Offshore Software Development Trends in 2012

The Drivers of Offshore Software Development

The offshore Software development trend has been around for a while now and many IT as well as non-IT companies all over the world are engaged in outsourcing their software development needs to offshore software development centers due to the various benefits provided by the outsourcing process. One of the leading drivers of this trend has been the reduced cost factor associated with the outsourcing process in general. During the credit crunch caused by the global financial crisis, companies were focused on reducing costs and the offshoring process helped reduce overheads and improve the outsourcing company’s bottom line. In other cases, non-IT firms with no or minimalist IT departments also outsource their software development requirements as developing such software in-house often tends to be cost prohibitive. The lack of expertise of a company with regard to use of a specific set of software tools/platforms necessary for developing one or more applications is another driver commonly associated with such outsourcing. Such non-IT firms include industries from a wide range of sectors including but not limited to transport and logistics; education; healthcare as well as banking and financial services. Each of these sectors and even companies within the same sector, however, require unique solutions suited to their own needs. Many organizations also follow a blended approach by mixing outsourcing with in-house expertise to develop the necessary solutions.

Leading Offshore Software Development Priorities

Many companies across the world are currently engaged in developing new software products/applications according to the requirements of clients. New software development is expected to account for a major portion of the software revenue in 2012 and beyond. A close second is the requirement for companies to upgrade their existing software application by integrating new technologies/modules into their already deployed solutions. In 2012, the integration aspect is expected to gain more ground as new technologies/applications increase the benefits provided to organizations by the current solutions. The main benefit of such integration is the reduced deployment time for the company as well as the decreased cost of development as compared to in-house development. The consumerism of IT (CoIT) trend is also beginning to affect the market as users demand a superior user experience delivered by these solutions. As the market for solutions which go beyond delivering basic functionality expands in 2012 and beyond, the focus of many an offshore software development company is expected to shift towards using new technology to develop better User Interface (UI) and graphics for solutions, which were deployed earlier in the enterprise. Such development is often classified as custom software development, is also expected to witness robust grow among offshore development companies in the year 2012 as well as the recent future driven by increases demand across multiple industries.

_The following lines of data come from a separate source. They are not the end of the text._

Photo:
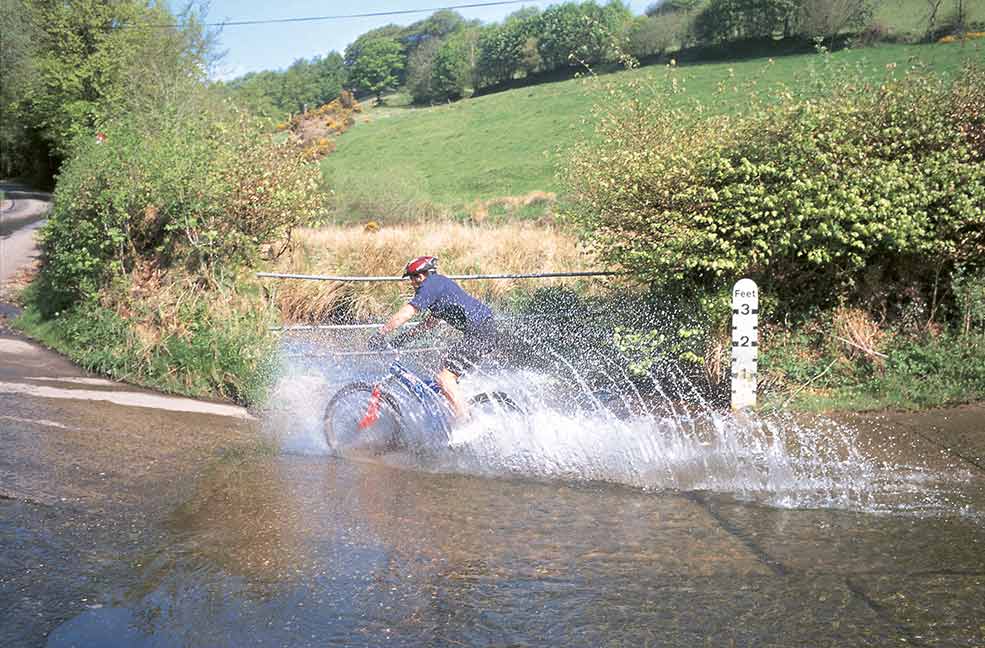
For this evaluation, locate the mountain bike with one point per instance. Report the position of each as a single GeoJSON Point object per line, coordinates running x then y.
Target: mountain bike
{"type": "Point", "coordinates": [401, 410]}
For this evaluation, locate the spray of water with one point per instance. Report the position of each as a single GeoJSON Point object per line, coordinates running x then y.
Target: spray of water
{"type": "Point", "coordinates": [571, 429]}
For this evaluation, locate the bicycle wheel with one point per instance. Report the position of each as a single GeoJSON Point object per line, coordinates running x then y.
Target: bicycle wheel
{"type": "Point", "coordinates": [347, 427]}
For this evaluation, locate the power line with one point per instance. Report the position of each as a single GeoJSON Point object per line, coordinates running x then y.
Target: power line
{"type": "Point", "coordinates": [373, 14]}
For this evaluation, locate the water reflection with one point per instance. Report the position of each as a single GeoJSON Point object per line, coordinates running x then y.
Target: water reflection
{"type": "Point", "coordinates": [308, 551]}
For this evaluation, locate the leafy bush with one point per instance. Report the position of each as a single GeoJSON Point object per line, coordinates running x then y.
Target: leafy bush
{"type": "Point", "coordinates": [817, 196]}
{"type": "Point", "coordinates": [182, 340]}
{"type": "Point", "coordinates": [194, 192]}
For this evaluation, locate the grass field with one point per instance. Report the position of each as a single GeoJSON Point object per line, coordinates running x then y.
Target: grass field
{"type": "Point", "coordinates": [402, 163]}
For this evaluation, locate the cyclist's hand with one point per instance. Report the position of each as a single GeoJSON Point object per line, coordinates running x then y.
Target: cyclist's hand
{"type": "Point", "coordinates": [377, 342]}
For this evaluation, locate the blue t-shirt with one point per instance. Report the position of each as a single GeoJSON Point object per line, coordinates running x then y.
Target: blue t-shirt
{"type": "Point", "coordinates": [446, 300]}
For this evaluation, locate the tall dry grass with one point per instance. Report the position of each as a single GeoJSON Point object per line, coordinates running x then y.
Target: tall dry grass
{"type": "Point", "coordinates": [510, 248]}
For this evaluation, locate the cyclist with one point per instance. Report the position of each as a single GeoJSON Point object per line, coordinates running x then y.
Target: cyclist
{"type": "Point", "coordinates": [440, 298]}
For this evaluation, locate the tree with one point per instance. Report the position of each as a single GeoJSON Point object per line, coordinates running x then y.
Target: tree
{"type": "Point", "coordinates": [96, 60]}
{"type": "Point", "coordinates": [420, 72]}
{"type": "Point", "coordinates": [828, 18]}
{"type": "Point", "coordinates": [451, 71]}
{"type": "Point", "coordinates": [572, 34]}
{"type": "Point", "coordinates": [17, 71]}
{"type": "Point", "coordinates": [377, 67]}
{"type": "Point", "coordinates": [653, 35]}
{"type": "Point", "coordinates": [725, 20]}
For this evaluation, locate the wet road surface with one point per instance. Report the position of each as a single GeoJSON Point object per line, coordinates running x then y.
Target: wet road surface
{"type": "Point", "coordinates": [136, 526]}
{"type": "Point", "coordinates": [127, 519]}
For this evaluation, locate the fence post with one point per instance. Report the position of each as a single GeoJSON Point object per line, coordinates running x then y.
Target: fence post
{"type": "Point", "coordinates": [745, 343]}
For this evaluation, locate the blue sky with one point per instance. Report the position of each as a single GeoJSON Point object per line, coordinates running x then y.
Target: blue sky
{"type": "Point", "coordinates": [251, 48]}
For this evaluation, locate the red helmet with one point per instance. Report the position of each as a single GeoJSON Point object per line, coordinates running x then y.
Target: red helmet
{"type": "Point", "coordinates": [421, 265]}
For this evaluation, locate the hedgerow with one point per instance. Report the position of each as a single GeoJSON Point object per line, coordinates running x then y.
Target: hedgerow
{"type": "Point", "coordinates": [146, 251]}
{"type": "Point", "coordinates": [193, 193]}
{"type": "Point", "coordinates": [867, 193]}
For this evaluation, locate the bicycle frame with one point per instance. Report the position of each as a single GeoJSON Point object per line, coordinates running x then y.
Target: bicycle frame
{"type": "Point", "coordinates": [426, 392]}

Other key functional areas for offshore software development operations include performance improvement-based software development as well as the continued maintenance and support for existing solutions. As more and more companies deploy software solutions in order to gain a competitive advantage in the intensely competitive market, the number of performance enhancement contracts between organizations and offshore software development firms is expected to increase. Another software development area expected to witness rapid growth in 2012 is the development of dedicated mobile apps. The focus on developing apps for mobile is expected to continue in the recent future driven by increased enterprise mobility requirements and the growing adoption of BYOD (bring your own device) philosophy by enterprises. A related area which is forecast to grow in 2012 is the development of cloud apps for use by the enterprise as well as the development of improved security solutions to ensure superior data security and compliance with all existing regulations of data protection.

Leading Deployment Areas for Software developed at Offshore Locations

The requirement of software developed by offshore centers is not limited to any specific industry therefore the list of probable deployment areas is quite large and expected to grow further in 2012 as technological advancements open up new application areas. However, the development of data storage/management/Business Intelligence software is expected to be the leading business area for offshore software developers in 2012. Such solutions are deployed by a wide range of industries to cope with the explosion of digital data and facilitate an informed decision-making procedure, which is expected to propel continued growth of the Business Intelligence solutions market. Other leading deployment areas for software developed at leading offshore locations include applications required by the financial and healthcare sectors as well as solutions deployed for managing processes/projects and applications which are necessary to facilitate enterprise-wide networking and communications. Other areas of interest for these companies in 2012 include applications for facilitating the deployment of e-commerce, CRM, content (document) management platforms, online analytics etc. Overall, in 2012 and beyond, the industry is expected to witness robust growth as companies increase their IT expenditure with the intention of gaining a competitive advantage in the market.

Development Platforms Preferred by Outsourcing Enterprises

Among the available software/application development platforms currently in use today, internet/web-based development platforms are expected to dominate the offshore development market in 2012. However, enterprise application development platforms and SaaS/Cloud-based platforms are also expected to witness growth as more organizations issue contracts for new solutions based on these emerging platforms. The emergence of BYOD is also expected to result in the development of various mobile platform-based applications in the recent future, while desktop application and embedded platforms are expected to witness only marginal growth in 2012 due to the perceived restrictions inherent to these platforms.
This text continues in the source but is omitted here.